OpenBMB / MiniCPM-V

MiniCPM-Llama3-V 2.5: A GPT-4V Level Multimodal LLM on Your Phone
Apache License 2.0
7.82k stars 543 forks source link

Question about full-parameter finetuning #282

Open dydxdt opened 2 weeks ago

dydxdt commented 2 weeks ago

Thx for your great work! I have a question about training arguments, i.e. is the parameter max_steps=10000 proper for full-parameter finetuning?
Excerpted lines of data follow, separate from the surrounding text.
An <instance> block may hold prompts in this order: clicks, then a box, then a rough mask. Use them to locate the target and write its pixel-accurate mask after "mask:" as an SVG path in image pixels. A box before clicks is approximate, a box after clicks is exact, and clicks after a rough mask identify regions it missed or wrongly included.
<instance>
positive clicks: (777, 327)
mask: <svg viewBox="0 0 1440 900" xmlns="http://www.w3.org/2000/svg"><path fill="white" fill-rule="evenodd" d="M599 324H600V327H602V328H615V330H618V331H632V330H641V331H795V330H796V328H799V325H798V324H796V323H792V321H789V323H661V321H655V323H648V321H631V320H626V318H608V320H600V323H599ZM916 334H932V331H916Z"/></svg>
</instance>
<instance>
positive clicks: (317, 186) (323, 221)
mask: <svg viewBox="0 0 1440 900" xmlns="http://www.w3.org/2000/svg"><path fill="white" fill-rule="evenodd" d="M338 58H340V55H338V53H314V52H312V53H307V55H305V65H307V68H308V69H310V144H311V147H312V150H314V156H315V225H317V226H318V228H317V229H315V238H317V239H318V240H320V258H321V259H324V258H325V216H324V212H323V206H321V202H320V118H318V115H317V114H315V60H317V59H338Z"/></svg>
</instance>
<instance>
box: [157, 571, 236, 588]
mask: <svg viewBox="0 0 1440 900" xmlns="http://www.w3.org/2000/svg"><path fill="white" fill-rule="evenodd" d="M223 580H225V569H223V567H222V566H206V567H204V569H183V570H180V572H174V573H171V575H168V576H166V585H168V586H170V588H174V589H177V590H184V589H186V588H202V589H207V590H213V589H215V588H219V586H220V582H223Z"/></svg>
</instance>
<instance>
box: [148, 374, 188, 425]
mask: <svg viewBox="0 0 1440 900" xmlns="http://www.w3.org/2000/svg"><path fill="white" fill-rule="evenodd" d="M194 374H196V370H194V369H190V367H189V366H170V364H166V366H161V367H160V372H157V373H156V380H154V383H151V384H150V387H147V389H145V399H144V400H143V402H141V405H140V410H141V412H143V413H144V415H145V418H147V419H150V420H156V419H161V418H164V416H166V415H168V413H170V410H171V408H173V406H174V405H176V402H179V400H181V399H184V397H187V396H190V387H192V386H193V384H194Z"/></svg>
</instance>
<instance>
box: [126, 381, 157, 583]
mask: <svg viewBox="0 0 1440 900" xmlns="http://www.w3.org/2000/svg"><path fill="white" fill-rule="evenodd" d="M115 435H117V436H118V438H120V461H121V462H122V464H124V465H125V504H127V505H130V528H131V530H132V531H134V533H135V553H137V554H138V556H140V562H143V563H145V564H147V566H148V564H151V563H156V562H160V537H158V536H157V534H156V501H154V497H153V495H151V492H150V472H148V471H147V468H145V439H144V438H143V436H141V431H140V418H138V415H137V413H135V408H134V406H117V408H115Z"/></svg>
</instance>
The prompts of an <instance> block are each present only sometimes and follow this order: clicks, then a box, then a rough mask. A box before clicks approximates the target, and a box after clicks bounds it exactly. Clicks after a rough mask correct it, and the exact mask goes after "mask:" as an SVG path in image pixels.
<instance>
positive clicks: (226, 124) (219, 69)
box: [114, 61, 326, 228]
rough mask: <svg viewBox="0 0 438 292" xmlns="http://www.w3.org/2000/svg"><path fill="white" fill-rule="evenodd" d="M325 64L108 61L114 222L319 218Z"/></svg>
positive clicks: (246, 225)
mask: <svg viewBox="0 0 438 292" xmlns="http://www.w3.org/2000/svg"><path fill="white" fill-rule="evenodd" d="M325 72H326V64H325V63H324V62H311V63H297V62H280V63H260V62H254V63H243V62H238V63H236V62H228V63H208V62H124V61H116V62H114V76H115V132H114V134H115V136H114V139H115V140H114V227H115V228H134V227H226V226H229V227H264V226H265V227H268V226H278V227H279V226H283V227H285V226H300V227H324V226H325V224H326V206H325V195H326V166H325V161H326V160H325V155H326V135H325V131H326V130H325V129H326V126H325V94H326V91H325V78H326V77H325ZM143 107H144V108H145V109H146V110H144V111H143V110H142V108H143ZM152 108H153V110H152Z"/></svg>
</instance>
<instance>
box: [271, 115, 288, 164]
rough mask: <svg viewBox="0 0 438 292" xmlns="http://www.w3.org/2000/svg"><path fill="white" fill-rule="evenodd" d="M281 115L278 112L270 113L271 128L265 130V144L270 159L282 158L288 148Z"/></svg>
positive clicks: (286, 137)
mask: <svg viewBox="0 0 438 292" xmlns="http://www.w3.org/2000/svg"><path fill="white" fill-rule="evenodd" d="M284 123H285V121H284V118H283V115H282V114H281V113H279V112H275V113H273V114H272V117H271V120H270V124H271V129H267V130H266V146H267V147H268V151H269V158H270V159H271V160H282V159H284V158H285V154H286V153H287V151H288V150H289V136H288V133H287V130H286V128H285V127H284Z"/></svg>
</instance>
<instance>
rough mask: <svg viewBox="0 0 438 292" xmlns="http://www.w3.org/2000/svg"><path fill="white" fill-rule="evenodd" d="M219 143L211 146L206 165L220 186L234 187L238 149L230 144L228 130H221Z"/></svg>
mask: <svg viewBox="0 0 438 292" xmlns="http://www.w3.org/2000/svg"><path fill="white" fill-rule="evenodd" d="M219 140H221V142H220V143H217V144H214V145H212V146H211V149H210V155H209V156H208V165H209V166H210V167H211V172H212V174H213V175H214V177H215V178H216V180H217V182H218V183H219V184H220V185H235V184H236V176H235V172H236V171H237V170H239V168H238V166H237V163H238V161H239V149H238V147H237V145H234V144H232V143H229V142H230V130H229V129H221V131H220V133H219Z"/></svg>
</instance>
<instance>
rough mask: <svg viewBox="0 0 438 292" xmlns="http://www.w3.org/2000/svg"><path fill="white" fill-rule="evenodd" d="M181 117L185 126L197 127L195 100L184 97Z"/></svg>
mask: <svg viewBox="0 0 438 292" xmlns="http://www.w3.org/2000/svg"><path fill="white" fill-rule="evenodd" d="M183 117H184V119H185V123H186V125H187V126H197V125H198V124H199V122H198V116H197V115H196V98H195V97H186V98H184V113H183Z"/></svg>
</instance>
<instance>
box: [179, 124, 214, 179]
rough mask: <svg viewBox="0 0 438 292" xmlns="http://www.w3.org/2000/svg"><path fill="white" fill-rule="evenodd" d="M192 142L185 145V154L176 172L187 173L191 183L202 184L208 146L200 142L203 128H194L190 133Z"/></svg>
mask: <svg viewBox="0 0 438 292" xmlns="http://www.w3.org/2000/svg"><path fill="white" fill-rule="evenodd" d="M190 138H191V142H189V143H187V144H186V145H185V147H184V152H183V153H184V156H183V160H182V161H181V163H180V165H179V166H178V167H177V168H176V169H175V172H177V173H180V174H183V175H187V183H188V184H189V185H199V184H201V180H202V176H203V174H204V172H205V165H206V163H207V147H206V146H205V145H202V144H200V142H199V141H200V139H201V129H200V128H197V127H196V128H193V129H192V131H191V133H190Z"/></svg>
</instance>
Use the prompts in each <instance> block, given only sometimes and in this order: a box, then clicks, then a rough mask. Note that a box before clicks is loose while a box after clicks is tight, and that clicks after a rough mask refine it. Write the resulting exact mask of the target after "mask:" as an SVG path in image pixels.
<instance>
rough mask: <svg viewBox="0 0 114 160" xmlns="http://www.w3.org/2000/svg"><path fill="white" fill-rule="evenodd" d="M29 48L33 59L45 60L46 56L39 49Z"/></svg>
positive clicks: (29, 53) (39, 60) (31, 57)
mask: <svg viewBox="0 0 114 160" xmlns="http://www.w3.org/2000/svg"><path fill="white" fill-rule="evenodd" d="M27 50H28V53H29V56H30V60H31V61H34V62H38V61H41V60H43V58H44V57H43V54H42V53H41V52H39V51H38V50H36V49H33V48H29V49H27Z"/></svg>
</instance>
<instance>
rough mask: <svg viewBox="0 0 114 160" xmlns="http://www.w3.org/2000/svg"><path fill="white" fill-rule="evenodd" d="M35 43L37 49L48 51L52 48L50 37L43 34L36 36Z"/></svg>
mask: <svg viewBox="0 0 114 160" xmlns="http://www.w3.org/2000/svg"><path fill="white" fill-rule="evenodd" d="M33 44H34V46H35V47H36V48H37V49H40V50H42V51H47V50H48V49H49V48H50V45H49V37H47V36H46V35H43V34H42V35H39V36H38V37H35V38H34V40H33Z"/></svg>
I use my own train datset for full-parameter finetuning and the dataset has around 240,000 data. After I use the default training setting to train the model, I see the training log shows : "epoch: 0.32", which means it uses 1/3 data of the training data. My training dataset contains 3 different tasks(caption,ocr,...). Then I use the num_train_epochs(=5, same as qwen) instead of max_steps to train, but I found the model with 5 epochs performs worse than that with 10000 steps when testing on my caption testset. The loss seems normal. So Can you give some advice for this situation? Thx!

10000 step: (corresponding to red line, ignore blue line) image

~5 epoch: 企业微信截图_e7e709a1-4fab-4034-a4b1-3591945db1dc

1SingleFeng commented 2 weeks ago

请问你使用了多少资源进行全参数微调,我使用2张v100和4张v100均不行

todaydeath commented 5 days ago

我在全参微调的时候,控制台不打印loss信息,这个有遇到过么

LDLINGLINGLING commented 16 hours ago

请问你使用了多少资源进行全参数微调,我使用2张v100和4张v100均不行

全量微调的话可能要8张v100

LDLINGLINGLING commented 16 hours ago

Thx for your great work!感谢您的出色工作! I have a question about training arguments, i.e. is the parameter max_steps=10000 proper for full-parameter finetuning?我有一个关于训练参数的问题,即参数 max_steps=10000 是否适合全参数微调?

I use my own train datset for full-parameter finetuning and the dataset has around 240,000 data. After I use the default training setting to train the model, I see the training log shows : "epoch: 0.32", which means it uses 1/3 data of the training data. My training dataset contains 3 different tasks(caption,ocr,...). Then I use the num_train_epochs(=5, same as qwen) instead of max_steps to train, but I found the model with 5 epochs performs worse than that with 10000 steps when testing on my caption testset. The loss seems normal. So Can you give some advice for this situation? Thx!我使用自己的训练数据集进行全参数微调,数据集大约有 240,000 个数据。使用默认训练设置训练模型后,我看到训练日志显示:“epoch:0.32”,这意味着它使用了训练数据的 1/3 数据。我的训练数据集包含 3 个不同的任务(caption、ocr,...)。然后我使用 num_train_epochs(=5,与 qwen 相同)而不是 max_steps 进行训练,但我发现在我的标题测试集上测试时,具有 5 个 epochs 的模型比具有 10000 步的模型性能更差。损失似乎很正常。那么,您能为这种情况提供一些建议吗?感谢!

10000 step: (corresponding to red line, ignore blue line)10000步:(对应红线,忽略蓝线) image

~5 epoch: ~5 纪元: 企业微信截图_e7e709a1-4fab-4034-a4b1-3591945db1dc

The picture you gave only shows the train loss, which cannot reflect the real effect, so it is meaningless to only look at the loss.